Today was the Music of Baroque's and Music Director Jane Glover's annual salute to Wolfgang Amadeus Mozart, who would have turned 252 this year had he lived in biblical times. Jane Glover, an internationally renown Mozart specialist, introduced the program with so much love for the man and unabashed enthusiasm for the music that there could be no way that the concert was going to be a disappointment. At its best the concert was a revelation of how Mozart's music should sound, and at the very least, it was a rollicking good time. Performed at Millennium Park's Harris Theater for Music and Dance, this concert once again proved the wisdom of becoming a subscriber to the MOB. There's only one concert left for me in this subscription, and the concert features no less imposing a work than Bach's St. Matthew Passion. I can't wait. But I digress.

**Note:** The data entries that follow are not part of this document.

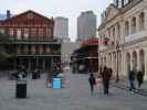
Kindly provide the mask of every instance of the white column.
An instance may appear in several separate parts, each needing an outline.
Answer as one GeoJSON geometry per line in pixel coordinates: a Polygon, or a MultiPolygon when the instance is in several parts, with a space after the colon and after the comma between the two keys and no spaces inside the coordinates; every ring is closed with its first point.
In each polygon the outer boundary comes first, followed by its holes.
{"type": "Polygon", "coordinates": [[[140,69],[140,56],[139,56],[139,50],[137,52],[137,70],[140,69]]]}
{"type": "Polygon", "coordinates": [[[133,64],[134,63],[134,61],[133,61],[133,53],[130,52],[129,54],[130,54],[130,70],[133,70],[133,65],[134,65],[133,64]]]}
{"type": "Polygon", "coordinates": [[[126,62],[126,53],[122,52],[122,74],[123,76],[127,76],[127,62],[126,62]]]}
{"type": "Polygon", "coordinates": [[[43,70],[45,70],[45,59],[43,59],[43,70]]]}
{"type": "Polygon", "coordinates": [[[29,70],[31,70],[31,62],[30,62],[30,58],[29,58],[29,70]]]}
{"type": "Polygon", "coordinates": [[[136,32],[139,31],[139,16],[136,16],[136,32]]]}
{"type": "Polygon", "coordinates": [[[147,30],[147,9],[145,9],[145,30],[147,30]]]}
{"type": "Polygon", "coordinates": [[[145,79],[147,80],[147,48],[145,50],[145,79]]]}

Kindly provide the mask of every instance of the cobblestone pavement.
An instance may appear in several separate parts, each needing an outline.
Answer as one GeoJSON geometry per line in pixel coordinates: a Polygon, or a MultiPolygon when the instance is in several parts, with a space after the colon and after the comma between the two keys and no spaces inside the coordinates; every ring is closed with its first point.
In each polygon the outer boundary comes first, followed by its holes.
{"type": "Polygon", "coordinates": [[[43,77],[28,80],[28,98],[15,99],[15,81],[0,79],[0,110],[147,110],[147,97],[111,87],[109,97],[91,96],[86,75],[69,75],[67,88],[46,88],[43,77]]]}

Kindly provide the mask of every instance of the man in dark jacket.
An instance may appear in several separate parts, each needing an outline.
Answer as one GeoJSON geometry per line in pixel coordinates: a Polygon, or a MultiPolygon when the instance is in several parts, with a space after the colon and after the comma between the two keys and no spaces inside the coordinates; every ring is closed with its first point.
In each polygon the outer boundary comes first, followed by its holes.
{"type": "Polygon", "coordinates": [[[134,70],[130,70],[129,72],[129,90],[132,91],[133,89],[135,89],[135,84],[134,84],[134,80],[135,80],[135,72],[134,70]]]}
{"type": "Polygon", "coordinates": [[[102,73],[102,78],[103,78],[103,86],[104,86],[104,95],[108,96],[108,89],[109,89],[109,79],[111,79],[111,75],[112,73],[109,73],[108,68],[105,66],[104,70],[102,73]]]}
{"type": "Polygon", "coordinates": [[[94,85],[96,84],[95,77],[93,74],[91,74],[88,78],[90,87],[91,87],[91,94],[93,95],[94,91],[94,85]]]}

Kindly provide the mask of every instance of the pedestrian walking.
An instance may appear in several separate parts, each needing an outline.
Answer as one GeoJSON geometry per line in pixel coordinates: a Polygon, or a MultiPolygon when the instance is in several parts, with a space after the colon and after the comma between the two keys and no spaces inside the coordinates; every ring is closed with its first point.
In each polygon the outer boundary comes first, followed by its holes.
{"type": "Polygon", "coordinates": [[[129,90],[135,90],[136,87],[135,87],[135,72],[134,70],[130,70],[129,72],[129,90]]]}
{"type": "Polygon", "coordinates": [[[88,78],[88,82],[90,82],[90,87],[91,87],[91,94],[93,95],[93,92],[94,92],[94,85],[96,84],[95,77],[94,77],[93,74],[91,74],[91,76],[88,78]]]}
{"type": "Polygon", "coordinates": [[[137,73],[137,81],[138,81],[138,88],[140,88],[141,84],[144,81],[144,74],[140,70],[137,73]]]}
{"type": "Polygon", "coordinates": [[[104,95],[109,94],[109,79],[111,79],[111,73],[108,68],[105,66],[104,70],[102,73],[102,78],[103,78],[103,88],[104,88],[104,95]]]}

The concert featured two symphonies, Nos. 34 and 39 and the piano concerto No.22. I was going to describe the concerto as elegant, but with Mozart, such an adjective is implied. Mozart's music is always refined and well-poised, and these performances were no different. Jane Glover led her ensemble of under 30 with no score. She stood before the players without the obstacle of a stand. This allowed her to practically be amongst the strings when she wanted to show emphasis. It also showed the audience that when it comes to Mozart, she loves to listen to it as much as conduct it. The two symphonies were performed with such command and precision. Especially in the slow movements, Glover allowed the silent moments to become events in themselves. These movements were treated with as much respect for their emotional gravitas as any Romantic slow movement would demand. The slow movement of the 34th truly shines brightly under Glover's direction. It takes on such poignancy and weight at the center of this three-movement work. The fast movements are alive, and the finale of the 39th really shows its contrapuntal complexity rivalling anything Haydn could manage. They were brilliantly performed.
Imogen Cooper, Mozart specialist in her own right, was the soloist in the Piano Concerto No.22 in E-flat major. My first encounter with this piece of music was in the movie Amadeus where the concerto's finale is used as the music for the end credits. I had no idea what music that was when I first saw that movie, but I knew I loved the music. And under Cooper's hands, that movement comes alive. Ms. Cooper personifies the qualities inherent in Mozart's music - poise, grace, refinement. She flowed on stage and sat stiffly upright at the piano, as if to slouch would be an insult to the music. Her playing was assured and thoroughly Mozartean. I felt at times that it was too elegant, as if there was nothing below the surface. Her playing seemed to vary from quiet to whisper and back, nothing boldly stated. Perhaps that wouldn't seem in character anyway. Her cadenzas (I assume they're hers because no indication was given in the notes as to authorship, so why not her) were not consistently successful. The first movement cadenza was a true synthesis of as many themes she could get in there, but at times, I felt it stunted the forward motion of the piece. The final cadenza however, was more forceful than I had heard all evening, and never seemed halting, flowing naturally into the wonderful conclusion. Cooper seemed so comfortable with the music by the end that one wished she started that way. It wasn't some ossified classic that had to be respected from a distance with a stiff back, but just music that makes you feel like you've come home. With these two interpreters, Glover and Cooper, Mozart is home, and the audience was allowed to peak inside their most comfortable space for a truly enjoyable performance.